【F1】昨季とは大違い。
テストで判明した今季型タイヤの特性とは? (2ページ目)
「今年のタイヤは去年とはかなり違う。センシティブで、グレイニングが起きやすいんだ。1、2周でタイムが落ちてしまう」(パストール・マルドナド/ウイリアムズ)
「このタイヤは基本的にすごく"弱い"。タイヤを長く保たせるという点に関しては、現時点ではドライバーとしてデグラを抑えるためにやれることがほとんどないんだ。どんなに工夫してどんなライン取りをしようとも、タイヤを酷使してしまう」(セルジオ・ペレス/マクラーレン)
バルセロナでは4日間とも気温が低く、タイヤが本来の性能を発揮できるコンディションではなかったという要素もある。ピレリのレーシングマネージャーであるマリオ・イゾラは、シーズンが始まり暖かくなればこの性能低下の速度はゆるやかになると見ている。
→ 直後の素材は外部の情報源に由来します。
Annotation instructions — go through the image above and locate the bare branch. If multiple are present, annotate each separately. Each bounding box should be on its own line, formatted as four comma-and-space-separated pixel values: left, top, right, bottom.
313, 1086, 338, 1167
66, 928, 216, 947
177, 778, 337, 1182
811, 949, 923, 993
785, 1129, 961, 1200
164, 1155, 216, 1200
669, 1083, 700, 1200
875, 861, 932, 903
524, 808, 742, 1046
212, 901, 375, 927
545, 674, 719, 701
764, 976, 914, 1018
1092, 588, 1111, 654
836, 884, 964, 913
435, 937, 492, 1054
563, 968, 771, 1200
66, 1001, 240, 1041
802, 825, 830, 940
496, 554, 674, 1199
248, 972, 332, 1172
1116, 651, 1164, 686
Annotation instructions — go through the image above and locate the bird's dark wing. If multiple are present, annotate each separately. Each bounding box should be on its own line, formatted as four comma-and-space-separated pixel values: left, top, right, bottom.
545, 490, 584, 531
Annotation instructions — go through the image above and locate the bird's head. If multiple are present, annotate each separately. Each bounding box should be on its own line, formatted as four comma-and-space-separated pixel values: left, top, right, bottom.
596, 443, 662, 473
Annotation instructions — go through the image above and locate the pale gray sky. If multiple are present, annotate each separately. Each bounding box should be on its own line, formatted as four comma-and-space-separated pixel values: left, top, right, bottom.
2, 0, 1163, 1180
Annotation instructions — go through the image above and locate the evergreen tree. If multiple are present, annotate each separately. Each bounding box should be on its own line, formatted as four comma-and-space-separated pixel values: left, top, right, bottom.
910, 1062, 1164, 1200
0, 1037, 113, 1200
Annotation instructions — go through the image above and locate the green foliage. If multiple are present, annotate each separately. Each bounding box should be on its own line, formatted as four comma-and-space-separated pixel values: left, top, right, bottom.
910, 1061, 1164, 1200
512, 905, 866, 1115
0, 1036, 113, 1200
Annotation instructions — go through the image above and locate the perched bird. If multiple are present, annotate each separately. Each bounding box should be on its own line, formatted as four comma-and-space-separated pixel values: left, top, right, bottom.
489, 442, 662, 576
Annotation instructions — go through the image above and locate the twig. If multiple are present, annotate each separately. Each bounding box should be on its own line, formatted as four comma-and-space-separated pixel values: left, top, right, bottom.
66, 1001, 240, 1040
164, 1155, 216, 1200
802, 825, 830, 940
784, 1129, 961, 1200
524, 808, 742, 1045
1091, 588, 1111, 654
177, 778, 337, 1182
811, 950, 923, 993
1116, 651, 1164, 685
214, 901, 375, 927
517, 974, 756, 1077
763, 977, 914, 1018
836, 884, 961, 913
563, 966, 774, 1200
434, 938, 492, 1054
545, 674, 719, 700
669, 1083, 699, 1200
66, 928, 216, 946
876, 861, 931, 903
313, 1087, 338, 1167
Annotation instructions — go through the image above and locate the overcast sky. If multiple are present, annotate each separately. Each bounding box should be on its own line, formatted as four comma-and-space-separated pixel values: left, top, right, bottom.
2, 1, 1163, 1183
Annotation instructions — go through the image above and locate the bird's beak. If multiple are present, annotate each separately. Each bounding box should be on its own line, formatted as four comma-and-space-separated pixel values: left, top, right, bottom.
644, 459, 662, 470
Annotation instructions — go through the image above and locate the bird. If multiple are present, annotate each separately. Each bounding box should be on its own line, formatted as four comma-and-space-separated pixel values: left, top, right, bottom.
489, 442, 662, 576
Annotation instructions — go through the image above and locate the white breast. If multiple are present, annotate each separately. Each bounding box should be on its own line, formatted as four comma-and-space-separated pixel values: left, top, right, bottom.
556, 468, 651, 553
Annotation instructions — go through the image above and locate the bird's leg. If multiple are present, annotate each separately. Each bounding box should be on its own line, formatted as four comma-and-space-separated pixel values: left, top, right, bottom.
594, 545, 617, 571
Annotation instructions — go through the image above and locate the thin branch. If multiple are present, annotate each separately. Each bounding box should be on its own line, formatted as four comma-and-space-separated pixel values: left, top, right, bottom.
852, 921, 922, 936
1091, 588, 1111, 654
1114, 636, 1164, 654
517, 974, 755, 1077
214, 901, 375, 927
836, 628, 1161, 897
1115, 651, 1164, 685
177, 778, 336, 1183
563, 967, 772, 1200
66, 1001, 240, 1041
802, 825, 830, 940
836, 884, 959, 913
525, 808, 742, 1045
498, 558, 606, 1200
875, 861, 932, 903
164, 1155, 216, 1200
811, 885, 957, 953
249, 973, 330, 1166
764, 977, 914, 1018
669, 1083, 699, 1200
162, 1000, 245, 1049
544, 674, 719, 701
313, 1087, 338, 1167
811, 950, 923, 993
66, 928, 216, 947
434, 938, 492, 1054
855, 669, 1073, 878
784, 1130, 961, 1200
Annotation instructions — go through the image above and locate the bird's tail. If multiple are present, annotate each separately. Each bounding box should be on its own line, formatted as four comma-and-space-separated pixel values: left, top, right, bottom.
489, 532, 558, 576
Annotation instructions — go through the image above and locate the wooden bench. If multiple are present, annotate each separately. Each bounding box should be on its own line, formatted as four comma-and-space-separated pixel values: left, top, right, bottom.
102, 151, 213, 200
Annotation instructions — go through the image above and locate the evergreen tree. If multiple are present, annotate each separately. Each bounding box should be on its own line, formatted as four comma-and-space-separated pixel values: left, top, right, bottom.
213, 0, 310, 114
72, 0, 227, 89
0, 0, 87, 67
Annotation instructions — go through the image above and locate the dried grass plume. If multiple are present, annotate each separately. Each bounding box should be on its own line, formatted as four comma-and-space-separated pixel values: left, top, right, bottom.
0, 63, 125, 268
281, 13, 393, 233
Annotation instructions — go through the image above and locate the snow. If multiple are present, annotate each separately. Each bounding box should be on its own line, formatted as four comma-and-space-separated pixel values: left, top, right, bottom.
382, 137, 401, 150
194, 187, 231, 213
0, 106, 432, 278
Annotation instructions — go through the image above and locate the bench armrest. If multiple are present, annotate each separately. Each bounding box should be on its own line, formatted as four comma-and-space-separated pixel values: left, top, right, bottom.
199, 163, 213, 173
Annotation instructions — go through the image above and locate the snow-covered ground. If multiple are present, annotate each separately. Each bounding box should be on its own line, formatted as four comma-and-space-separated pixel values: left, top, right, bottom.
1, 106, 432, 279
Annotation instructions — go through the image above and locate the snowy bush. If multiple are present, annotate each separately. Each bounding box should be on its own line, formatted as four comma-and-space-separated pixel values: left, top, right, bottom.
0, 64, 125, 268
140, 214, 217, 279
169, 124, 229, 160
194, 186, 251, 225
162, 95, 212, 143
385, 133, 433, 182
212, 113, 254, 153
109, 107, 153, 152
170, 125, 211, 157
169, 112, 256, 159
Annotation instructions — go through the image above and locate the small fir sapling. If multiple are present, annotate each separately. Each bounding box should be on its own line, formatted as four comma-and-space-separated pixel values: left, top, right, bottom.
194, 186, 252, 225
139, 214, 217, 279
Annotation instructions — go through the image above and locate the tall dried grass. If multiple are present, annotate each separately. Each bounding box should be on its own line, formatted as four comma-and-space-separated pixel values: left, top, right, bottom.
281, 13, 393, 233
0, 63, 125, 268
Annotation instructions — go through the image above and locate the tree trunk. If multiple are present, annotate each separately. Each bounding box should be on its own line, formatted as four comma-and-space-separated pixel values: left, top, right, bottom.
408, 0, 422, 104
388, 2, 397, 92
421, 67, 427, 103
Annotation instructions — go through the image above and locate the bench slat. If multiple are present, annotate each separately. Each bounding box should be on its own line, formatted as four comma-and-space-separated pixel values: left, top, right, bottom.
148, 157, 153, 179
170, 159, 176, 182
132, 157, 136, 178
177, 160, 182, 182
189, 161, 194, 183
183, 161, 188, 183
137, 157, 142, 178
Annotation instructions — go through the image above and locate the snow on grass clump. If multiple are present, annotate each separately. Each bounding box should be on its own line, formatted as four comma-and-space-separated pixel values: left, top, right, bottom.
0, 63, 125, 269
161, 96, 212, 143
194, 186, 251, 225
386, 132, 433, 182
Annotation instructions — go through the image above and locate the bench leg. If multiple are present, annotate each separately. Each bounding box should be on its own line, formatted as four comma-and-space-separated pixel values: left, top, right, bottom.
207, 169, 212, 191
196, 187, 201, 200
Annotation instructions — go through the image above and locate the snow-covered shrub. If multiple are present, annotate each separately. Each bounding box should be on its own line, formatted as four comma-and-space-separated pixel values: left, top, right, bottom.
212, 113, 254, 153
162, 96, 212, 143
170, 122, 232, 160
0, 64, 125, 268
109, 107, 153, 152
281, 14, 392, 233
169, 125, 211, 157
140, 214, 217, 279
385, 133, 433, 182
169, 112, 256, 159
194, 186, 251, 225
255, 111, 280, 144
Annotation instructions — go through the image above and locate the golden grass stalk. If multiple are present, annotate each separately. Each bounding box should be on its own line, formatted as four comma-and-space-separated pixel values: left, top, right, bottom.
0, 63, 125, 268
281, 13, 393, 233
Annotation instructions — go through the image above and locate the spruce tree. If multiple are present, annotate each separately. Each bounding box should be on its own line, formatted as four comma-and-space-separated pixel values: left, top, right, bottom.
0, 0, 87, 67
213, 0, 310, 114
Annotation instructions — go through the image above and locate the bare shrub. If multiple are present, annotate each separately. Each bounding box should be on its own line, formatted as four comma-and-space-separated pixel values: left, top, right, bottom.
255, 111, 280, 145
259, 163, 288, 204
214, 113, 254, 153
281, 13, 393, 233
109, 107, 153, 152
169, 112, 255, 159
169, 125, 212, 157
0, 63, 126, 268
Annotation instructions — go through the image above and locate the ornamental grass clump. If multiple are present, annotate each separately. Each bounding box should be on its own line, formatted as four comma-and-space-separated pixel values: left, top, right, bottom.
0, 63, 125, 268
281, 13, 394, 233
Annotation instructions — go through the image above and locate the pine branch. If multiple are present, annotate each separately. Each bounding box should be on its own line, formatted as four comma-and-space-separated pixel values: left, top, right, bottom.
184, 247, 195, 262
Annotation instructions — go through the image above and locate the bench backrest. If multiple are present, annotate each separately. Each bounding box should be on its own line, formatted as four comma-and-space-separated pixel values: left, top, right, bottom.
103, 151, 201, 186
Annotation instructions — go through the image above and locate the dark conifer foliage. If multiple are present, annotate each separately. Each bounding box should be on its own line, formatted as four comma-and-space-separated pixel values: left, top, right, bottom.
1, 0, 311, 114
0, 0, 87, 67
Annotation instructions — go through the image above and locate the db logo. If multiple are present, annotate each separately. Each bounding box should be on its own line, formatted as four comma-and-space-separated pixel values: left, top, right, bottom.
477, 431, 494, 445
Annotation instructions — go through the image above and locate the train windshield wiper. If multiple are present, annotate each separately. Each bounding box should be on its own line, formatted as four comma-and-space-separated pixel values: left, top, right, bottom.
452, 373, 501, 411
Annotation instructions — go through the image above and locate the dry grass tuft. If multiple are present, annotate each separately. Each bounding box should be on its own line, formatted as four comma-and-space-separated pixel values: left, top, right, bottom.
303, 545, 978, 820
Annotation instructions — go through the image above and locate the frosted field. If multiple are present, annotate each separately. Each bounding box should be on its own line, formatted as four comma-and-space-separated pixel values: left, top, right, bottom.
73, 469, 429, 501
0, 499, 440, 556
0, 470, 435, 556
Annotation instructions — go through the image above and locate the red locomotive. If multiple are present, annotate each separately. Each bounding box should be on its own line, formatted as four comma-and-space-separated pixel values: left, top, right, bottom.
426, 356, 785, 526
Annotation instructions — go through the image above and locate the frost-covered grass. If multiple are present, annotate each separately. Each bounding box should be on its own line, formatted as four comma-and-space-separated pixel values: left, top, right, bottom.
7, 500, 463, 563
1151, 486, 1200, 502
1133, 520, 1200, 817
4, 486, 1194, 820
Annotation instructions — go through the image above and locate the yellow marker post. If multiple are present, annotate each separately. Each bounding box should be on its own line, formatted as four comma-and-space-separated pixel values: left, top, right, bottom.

「今回のデグラデーションは低温とグレイニングによるものだから、さほど気にする必要はないだろう。初年度もそうだったが、レース本番ではライフ(タイヤの寿命)が20%も伸びたんだ。寒いコンディションで行なうテストでのデグラデーションはあてにならないんだ」
たしかに、楽観的な見方をしているレッドブルのようなチームも少なくない。セバスチャン・ベッテルは「ものすごく速いペースでラップタイムが落ちていく。でも、今はタイヤにとって寒すぎるコンディションだから、タイヤがきちんと機能していないんだ。単純にそれだけのことだよ」と語る。
だが、異なる見方もある。
寒さの影響も多少はあるが、基本的にはこのグレイニングとデグラデーションは今季型ピレリタイヤの生来的な特徴なのではないかという見方をしているチームもある。暖かくなれば多少は改善されるだろうが、この傾向は変わらないと推測している。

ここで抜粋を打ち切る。